During today’s meeting of the Ball State University Board of Trustees, President Geoffrey S. Mearns briefed the Board on the campus response to the COVID-19 public health crisis, presenting the Extraordinary Temporary Paid Leave Plan to protect any employee unable to work for a COVID-19 related reason.
“I consulted with the leadership team and the Chair of the Board of Trustees to develop a plan to provide reassurance to our valuable University employees,” said President Mearns.
The Trustees unanimously approved the plan. Under this plan, an employee unable to work because of a COVID-19 related reason, will receive regular, full pay through June 30, or through the end of the employee’s regular employment period, whichever comes first.
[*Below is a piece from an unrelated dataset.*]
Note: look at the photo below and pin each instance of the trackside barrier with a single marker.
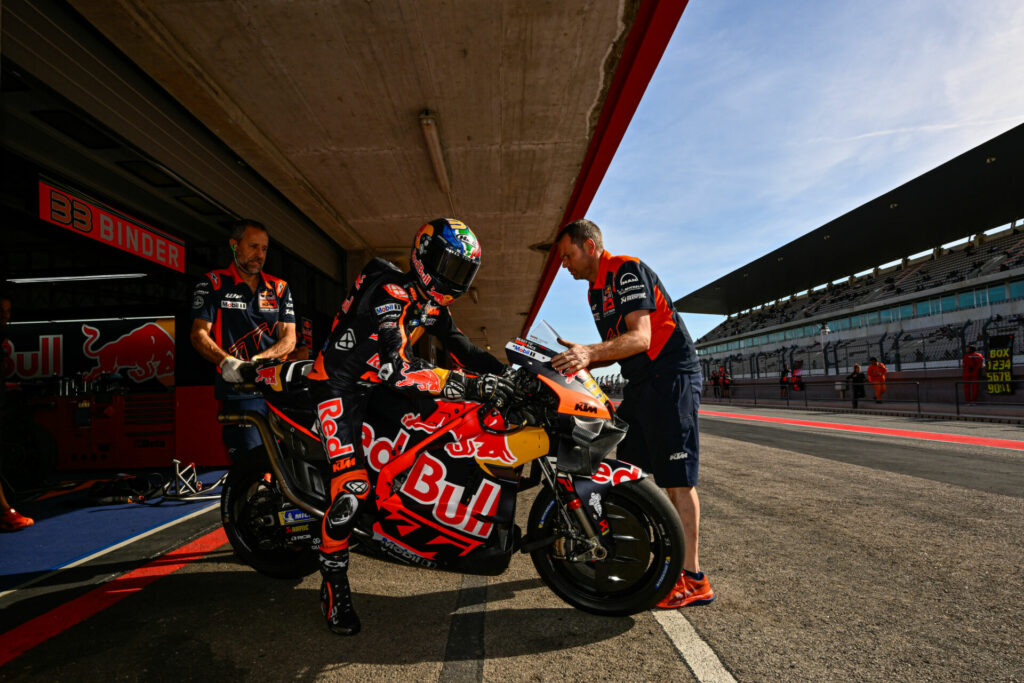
(898, 391)
(974, 391)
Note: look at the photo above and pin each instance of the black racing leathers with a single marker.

In order to receive this additional paid leave, an employee will not have to use any pre-existing paid leave.
To prepare for the possibility that this public health crisis extends beyond June 30, the Board of Trustees also approved the University’s plan to create a donated paid leave bank from which an eligible employee would be able to draw, after June 30, for COVID-19 related absences.
President Mearns said the vice presidents and academic deans have already joined him in pledging donations of leave to the bank.
“Our overarching goal is simple,” said President Mearns. “During this unprecedented public health crisis, we want to provide University employees with reassurance that this pandemic will not cause individuals to suffer any additional financial stress.”
He also said additional information regarding the University’s efforts during the public health crisis may be found at bsu.edu/coronavirus.
In other business, the Ball State Board of Trustees approved the scope and budget of the renovation of the Cooper Science Complex. The $59.9 million project is designed to transform the aging science building into a state-of-the art complex.
The project will include the demolition of about 45% of Cooper Science and retrofitting the remaining portion to house several science departments, including physics and astronomy, geography, and environment, geology, and natural resources. Construction is underway on the new Foundational Sciences Building to serve the needs of students in chemistry and biology programs.
At the recommendation of President Mearns, the Board of Trustees also reappointed Mark Ervin, an attorney for the local firm Beasley & Gilkison, to a new four-year term on the seven-member board of trustees that governs Muncie Community Schools (MCS).
Board Chair Renae Conley noted that Mr. Ervin, an MCS graduate who earned his bachelor’s degree in 1981 (magna cum laude) and a master’s degree in 1985 from Ball State, has played a significant role in reshaping the school district during his first two years serving on the MCS board.
Chair Conley said Mr. Ervin and the MCS board have helped spur a renewed sense of optimism.
In partnership with Ball State, the MCS Board of Trustees has raised approximately $5 million in philanthropic support, stabilized enrollment, and provided stipends for teachers and staff for the first time in years.
“Mark is a proud graduate of MCS,” she said. “He brings a strong commitment to education as the school board engages with the entire MCS community. With the MCS board’s leadership and dedication, the future of our local schools is bright.”
In accordance with Executive Order 20-09 issued by Governor Eric J. Holcomb on March 23, the Trustees participated through virtual communication. Members of the public and media were provided call-in information.